O Brasil segue em frente. Isso é a democracia. Eleições existem para manter ou mudar o governo. Desde 2002, a maioria do eleitorado vem escolhendo um determinado conjunto de políticas. Nada é eterno. É impossível dizer quantas eleições mais o PT vencerá. É impossível afirmar que o partido de Lula e Dilma perderá a próxima. Tudo depende, como sempre, do desempenho da economia e, sejamos repetitivos, da avaliação do governo no ano da eleição.
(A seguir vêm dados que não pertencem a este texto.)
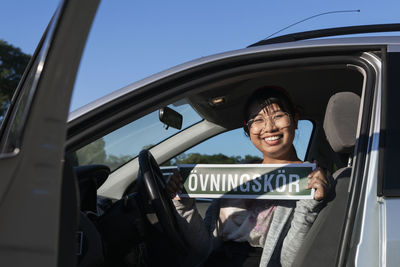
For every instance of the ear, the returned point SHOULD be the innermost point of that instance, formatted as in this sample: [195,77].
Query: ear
[296,119]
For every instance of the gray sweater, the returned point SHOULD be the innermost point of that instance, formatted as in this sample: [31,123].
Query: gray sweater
[290,223]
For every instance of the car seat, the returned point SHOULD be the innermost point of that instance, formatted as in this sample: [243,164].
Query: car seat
[321,245]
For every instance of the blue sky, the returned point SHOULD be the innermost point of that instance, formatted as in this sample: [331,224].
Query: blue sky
[131,40]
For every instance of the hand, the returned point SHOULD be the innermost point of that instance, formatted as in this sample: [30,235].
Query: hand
[318,181]
[174,185]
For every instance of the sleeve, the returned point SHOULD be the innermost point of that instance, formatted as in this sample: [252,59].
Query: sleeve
[194,231]
[303,217]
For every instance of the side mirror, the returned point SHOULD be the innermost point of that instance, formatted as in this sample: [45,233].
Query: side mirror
[170,118]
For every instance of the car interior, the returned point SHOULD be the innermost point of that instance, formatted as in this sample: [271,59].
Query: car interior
[125,217]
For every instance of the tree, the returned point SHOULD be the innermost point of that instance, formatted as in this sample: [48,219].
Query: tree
[12,65]
[94,153]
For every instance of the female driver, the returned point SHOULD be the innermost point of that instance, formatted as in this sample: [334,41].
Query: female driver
[236,231]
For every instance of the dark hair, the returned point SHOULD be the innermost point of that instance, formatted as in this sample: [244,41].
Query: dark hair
[265,96]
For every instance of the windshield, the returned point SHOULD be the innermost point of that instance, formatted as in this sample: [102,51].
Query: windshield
[125,143]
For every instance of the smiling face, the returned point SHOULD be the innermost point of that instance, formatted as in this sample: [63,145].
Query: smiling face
[273,135]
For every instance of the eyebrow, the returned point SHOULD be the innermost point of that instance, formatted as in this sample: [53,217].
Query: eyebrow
[273,112]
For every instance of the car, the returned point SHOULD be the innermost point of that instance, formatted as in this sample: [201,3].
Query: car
[69,199]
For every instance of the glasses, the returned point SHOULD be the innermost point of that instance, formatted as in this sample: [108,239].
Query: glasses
[279,119]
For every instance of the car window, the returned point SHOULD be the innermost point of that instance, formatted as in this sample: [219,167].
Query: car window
[12,65]
[235,147]
[125,143]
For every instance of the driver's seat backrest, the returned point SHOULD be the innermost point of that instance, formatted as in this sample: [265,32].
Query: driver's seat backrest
[321,245]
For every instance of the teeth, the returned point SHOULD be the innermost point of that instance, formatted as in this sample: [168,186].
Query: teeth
[272,138]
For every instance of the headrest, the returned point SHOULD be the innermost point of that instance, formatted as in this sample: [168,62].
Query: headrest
[340,123]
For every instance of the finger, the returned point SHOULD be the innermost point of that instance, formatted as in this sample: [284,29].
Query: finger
[319,193]
[317,180]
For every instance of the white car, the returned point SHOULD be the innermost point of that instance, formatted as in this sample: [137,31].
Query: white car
[67,198]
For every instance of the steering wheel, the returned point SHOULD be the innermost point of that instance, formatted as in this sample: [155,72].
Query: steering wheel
[152,179]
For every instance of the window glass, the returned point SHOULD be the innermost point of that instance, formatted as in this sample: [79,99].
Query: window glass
[125,143]
[12,65]
[235,147]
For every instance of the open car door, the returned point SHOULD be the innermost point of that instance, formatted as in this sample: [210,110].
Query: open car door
[33,228]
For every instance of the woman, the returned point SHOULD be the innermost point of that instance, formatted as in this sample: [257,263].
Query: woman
[234,230]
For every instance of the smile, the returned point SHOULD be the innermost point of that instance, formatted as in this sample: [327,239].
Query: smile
[272,138]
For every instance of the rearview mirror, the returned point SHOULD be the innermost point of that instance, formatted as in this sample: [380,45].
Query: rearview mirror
[170,118]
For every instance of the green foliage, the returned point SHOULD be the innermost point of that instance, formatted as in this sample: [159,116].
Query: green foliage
[12,65]
[94,153]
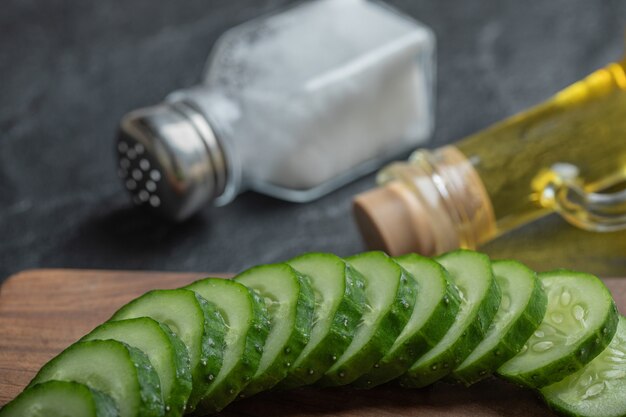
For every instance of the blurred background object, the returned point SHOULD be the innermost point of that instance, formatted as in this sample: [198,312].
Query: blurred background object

O fato é que nosso sistema funciona, e bem. Tão bem que as dores do parto vêm sendo ouvidas por todos. Tão bem que essas dores podem se revelar com toda sua crueza para uns, e com sua justiça para outros. Depende sempre do ponto de vista.
Passada a eleição, é hora de o governo governar e também é chegada a vez de a oposição fazer oposição. O sucesso do sistema político depende de governo e oposição. Neste momento, torcer pelo Brasil é desejar que os dois lados, o vencedor e o derrotado de 2014, cumpram seus respectivos papéis, realizem o que deles se espera.